Migratory Bats Use Both Fat Reserves and Food to Fuel Their Strenuous Long-Distance Flights to the South

ScienceDaily (June 21, 2012) — During autumn, migratory bats use a combination of fat reserves and food to fuel their strenuous long-distance flights to the south. This is reported by researchers from the Leibniz Institute for Zoo and Wildlife Research in the "Proceedings of the Royal Society of London."

Songbirds that migrate at night, such as the blackcaps, only use their fat reserves as a fuel to power their migratory flights. This is the only source for energy since they are not capable of hunting insects during the darkness of the night when they migrate. Yet, mammals are not capable of fuelling high metabolic rates exclusively by fat oxidation -- otherwise human obesity would be unknown to modern society.

Therefore, the team led by Christian Voigt investigated which fuels migratory bats use to power their long-distance flights. In autumn, they collected breath from Nathusius' pipistrelles while these bats migrated from the Baltic region to the south. In the bat breath, the researchers measured the carbon stable isotope ratio. When animals oxidize exclusively fatty acids from their body reserves, breath is depleted in carbon-13 (13C). However, if animals oxidize exclusively ingested food, breath is enriched in carbon-13. The researchers found intermediate enrichments of carbon-13 in the breath of pipistrelles, and therefore concluded that bats used a combination of fat and ingested food as their fuel.
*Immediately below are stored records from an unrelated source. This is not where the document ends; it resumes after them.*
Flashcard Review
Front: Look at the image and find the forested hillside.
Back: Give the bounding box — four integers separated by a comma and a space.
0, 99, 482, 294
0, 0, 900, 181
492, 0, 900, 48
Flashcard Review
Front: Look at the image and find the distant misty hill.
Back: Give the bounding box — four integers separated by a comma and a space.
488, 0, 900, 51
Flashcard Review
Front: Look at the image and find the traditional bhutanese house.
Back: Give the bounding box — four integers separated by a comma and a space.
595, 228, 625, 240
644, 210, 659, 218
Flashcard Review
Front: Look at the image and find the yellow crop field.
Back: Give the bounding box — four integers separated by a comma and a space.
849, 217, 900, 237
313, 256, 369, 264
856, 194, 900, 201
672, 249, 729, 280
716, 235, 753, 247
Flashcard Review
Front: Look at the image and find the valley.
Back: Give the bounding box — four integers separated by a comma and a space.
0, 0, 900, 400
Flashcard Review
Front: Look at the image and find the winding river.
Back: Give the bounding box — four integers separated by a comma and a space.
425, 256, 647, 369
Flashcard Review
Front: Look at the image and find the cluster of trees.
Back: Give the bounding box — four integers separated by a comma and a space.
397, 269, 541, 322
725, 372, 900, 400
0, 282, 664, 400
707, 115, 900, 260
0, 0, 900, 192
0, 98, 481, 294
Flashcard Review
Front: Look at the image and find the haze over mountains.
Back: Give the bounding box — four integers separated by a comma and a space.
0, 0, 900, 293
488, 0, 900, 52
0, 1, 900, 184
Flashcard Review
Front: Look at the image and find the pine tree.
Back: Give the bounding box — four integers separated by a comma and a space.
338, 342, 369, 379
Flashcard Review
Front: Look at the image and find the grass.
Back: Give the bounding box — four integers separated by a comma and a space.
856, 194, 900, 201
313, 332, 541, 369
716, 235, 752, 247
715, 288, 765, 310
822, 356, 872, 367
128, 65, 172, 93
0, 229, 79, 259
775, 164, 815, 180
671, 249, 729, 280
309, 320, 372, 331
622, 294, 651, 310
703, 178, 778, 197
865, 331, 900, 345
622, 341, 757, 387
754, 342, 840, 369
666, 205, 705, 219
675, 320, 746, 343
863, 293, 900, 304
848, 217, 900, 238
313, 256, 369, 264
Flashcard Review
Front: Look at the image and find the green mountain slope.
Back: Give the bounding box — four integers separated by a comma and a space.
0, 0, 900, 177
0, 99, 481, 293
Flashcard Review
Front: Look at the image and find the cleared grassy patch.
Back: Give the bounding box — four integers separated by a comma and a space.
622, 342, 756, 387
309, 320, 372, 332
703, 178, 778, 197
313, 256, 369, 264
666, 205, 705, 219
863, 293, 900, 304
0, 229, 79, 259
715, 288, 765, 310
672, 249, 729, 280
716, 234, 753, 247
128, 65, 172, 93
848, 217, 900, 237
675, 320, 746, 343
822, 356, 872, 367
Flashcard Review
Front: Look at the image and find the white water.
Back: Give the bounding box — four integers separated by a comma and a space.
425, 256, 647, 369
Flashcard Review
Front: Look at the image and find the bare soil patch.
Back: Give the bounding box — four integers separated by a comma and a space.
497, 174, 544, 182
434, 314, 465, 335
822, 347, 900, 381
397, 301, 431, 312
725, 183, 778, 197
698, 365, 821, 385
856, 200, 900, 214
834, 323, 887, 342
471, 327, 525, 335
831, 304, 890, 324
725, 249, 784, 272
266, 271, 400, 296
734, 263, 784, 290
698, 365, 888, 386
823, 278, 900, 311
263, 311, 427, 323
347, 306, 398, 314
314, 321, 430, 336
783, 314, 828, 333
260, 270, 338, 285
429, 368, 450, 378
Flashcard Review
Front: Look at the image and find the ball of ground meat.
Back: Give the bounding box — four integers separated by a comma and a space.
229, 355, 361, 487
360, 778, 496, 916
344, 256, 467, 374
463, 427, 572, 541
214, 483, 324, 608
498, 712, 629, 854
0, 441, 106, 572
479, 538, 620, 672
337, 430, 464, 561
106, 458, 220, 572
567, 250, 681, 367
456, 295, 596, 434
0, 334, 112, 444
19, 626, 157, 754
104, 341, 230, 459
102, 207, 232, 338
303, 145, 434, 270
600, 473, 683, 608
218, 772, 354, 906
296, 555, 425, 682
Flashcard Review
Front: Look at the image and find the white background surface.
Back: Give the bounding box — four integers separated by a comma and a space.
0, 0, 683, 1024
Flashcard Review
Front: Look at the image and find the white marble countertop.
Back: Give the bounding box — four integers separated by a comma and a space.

It appears as if bats use a mixed-fuel similar to the E10 gasoline recently introduced for cars. In the case of bats, a mixed fuel helps bats to save parts of their fat reserves for hibernation in Southern Europe, for example France. In contrast, migratory birds do not hibernate and therefore have to travel further south, some even to Africa, in order to avoid the harsh European winters. Hibernation in Northern Europe is not an option for migratory bats since they prefer tree roosts in which they would freeze to death during the cold northern winters.